Saturday, April 4, 2009

Accountability Post!


Okay, I did 30 min. of Nordic Track with 5 minutes of using the arms. The other thing I did today was to pick up a copy of the Dr. Phil book on weight loss, The Ultimate Weight Loss Solution. It was only 50 cents at a thrift store so I thought, why not? I was in for a surprise just reading the first couple of chapters.

I had prided myself for doing 30 minutes of working out 4-6 days a week, but he suggest that you need to do 3-4 hours per week. Add up my 30 minutes a day and it is barely cutting the mustard (only if I do the 5-6 days a week!). At my age and fitness level, I am capable of doing the 4 hours per week, which is 240 minutes per week or 40-60 minutes per day depending on the 4-6 days per week.
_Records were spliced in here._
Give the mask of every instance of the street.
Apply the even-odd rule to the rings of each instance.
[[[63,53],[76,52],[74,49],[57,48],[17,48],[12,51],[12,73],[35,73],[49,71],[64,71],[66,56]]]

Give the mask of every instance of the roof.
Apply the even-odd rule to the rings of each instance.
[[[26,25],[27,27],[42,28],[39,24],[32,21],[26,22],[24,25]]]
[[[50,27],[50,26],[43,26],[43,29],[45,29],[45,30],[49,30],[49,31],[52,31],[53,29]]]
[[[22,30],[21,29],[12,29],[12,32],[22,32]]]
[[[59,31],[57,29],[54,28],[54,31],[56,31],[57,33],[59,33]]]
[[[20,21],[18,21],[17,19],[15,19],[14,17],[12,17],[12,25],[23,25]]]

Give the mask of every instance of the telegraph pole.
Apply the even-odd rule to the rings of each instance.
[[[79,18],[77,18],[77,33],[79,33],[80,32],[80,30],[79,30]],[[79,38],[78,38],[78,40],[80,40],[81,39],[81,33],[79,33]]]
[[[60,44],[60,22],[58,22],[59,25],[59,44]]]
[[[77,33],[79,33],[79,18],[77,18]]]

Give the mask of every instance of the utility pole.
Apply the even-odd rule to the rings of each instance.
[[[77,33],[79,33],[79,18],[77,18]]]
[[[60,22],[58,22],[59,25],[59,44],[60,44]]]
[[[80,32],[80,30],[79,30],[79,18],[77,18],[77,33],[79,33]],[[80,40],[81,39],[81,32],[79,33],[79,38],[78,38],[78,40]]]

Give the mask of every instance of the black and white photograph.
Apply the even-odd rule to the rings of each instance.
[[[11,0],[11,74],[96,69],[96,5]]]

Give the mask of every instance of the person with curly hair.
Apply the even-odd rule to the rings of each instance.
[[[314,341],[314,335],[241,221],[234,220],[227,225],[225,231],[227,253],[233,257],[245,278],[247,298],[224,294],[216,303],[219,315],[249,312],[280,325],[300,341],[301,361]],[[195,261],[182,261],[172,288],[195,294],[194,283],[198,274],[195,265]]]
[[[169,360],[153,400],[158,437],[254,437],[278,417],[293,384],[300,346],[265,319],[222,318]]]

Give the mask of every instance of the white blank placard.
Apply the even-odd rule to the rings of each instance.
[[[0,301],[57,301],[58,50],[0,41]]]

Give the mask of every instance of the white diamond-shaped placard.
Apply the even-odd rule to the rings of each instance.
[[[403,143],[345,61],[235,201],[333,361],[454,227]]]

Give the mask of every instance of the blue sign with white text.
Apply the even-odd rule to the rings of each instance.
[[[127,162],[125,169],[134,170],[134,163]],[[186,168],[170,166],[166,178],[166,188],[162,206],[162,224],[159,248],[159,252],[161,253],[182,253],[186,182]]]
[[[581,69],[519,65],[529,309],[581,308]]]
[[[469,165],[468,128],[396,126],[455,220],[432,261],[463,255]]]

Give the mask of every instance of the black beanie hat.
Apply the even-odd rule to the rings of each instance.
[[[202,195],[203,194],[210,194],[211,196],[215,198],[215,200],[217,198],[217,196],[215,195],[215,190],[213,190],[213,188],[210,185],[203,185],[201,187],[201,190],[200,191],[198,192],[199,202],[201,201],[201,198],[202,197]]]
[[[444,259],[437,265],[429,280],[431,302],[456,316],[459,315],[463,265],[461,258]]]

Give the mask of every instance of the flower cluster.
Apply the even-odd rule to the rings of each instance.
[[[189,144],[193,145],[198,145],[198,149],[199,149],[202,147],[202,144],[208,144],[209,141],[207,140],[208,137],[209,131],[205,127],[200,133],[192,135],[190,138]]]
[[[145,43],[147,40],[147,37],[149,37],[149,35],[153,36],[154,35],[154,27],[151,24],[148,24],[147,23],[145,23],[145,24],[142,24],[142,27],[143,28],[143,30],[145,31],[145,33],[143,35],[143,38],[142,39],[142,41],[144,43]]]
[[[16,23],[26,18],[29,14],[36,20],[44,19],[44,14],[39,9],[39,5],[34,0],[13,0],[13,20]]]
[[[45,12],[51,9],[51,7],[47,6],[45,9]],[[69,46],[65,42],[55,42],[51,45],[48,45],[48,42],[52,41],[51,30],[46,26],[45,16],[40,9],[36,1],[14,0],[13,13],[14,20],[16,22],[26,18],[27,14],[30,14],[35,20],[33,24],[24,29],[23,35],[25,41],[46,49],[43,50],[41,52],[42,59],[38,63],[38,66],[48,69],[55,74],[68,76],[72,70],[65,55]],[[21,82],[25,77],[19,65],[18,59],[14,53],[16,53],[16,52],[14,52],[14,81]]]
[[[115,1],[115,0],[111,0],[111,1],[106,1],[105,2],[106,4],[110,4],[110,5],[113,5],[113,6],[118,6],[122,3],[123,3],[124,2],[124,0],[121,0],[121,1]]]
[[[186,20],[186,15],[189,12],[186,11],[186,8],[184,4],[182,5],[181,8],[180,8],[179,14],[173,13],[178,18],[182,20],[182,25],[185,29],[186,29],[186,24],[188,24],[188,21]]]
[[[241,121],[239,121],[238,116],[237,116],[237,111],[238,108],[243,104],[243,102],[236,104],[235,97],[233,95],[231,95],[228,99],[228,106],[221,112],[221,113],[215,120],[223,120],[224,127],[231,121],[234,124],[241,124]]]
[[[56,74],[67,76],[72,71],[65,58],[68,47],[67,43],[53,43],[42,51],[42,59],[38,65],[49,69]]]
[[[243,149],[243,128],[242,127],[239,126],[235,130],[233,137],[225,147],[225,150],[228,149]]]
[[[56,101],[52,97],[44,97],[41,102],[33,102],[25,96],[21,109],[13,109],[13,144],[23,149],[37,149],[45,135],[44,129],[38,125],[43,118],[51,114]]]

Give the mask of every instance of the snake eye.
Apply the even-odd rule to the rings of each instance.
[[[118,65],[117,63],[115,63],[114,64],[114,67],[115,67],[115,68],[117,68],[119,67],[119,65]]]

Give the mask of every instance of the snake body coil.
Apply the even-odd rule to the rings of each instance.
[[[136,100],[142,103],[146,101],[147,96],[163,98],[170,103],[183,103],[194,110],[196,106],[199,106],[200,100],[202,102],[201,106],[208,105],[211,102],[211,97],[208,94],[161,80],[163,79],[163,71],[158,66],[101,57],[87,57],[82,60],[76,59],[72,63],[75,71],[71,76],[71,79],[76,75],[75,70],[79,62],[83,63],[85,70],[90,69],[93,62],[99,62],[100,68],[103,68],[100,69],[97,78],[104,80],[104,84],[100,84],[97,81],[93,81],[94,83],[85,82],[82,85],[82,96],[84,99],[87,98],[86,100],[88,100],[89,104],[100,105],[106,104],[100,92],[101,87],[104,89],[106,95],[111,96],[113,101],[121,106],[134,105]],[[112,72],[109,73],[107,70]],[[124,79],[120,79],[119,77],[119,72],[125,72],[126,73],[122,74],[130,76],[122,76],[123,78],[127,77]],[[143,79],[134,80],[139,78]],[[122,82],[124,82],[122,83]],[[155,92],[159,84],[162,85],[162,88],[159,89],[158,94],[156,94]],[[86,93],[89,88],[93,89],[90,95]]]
He pointed out that 10,000 steps per day was sited as optimal. I know since switching to a stay at home job, I'm not moving as much as I used to, plus, the 30 minute workout was still lower than 600 steps. Yikes! This means during the day I need to have 9,400 more steps per day.

He taught how to form clear and concise goals making sure there is a measurement value. So instead of saying you want to weigh a certain weight, state that you want to lose so many pounds by so many weeks so you can feel _________.

In order to stay realistic, healthy weight loss is about 2 or 3 pounds per week. He had a waist to hip ratio to track your progress - waist inches/hip inches = percentage and women are best if lower than .80. The lower the value, the healthier weight distribution.

Lastly, he had charts that were more realistic for what you should weigh for you height, taking into consideration your bone structure.

So with all this to consider, I want to lose 16 pounds, 2-3 pounds per week by May 16th (6 weeks). This will put me at a medium range weight for my bone structure and it is realistic since looking back, this was a good weight for me. It was not my skinny minny high school weight either, but my adult body weight when I was feeling pretty good.

I want to lose the 16 pounds so I can feel better about myself, feel lighter, have more energy throughout the day, fit into the cute clothes I had at that weight (couldn't bring myself to get rid of the clothes I really liked), and feel healthier all around.

Tomorrow is going to be a fun day, meaning, I'll perhaps take a walk or something else to keep moving, but not as a major workout. Monday will be my day off. I'm not a Monday person!

Other things I can do is to limit my portions a bit, I already eat the healthy stuff. Eat 6 small meals a day and drink 6 glasses of water. When I go to restaurants, I will try the trick of asking for a box right away and put away half for a later meal. It will save money too!

How's this for an accountability post?!

Fitnfun :O)

1 comment:

  1. I don't work out nearly enough according to that standard. But I don't have enough time. :-(

    I love the put away your take home portion first strategy. That is very cool.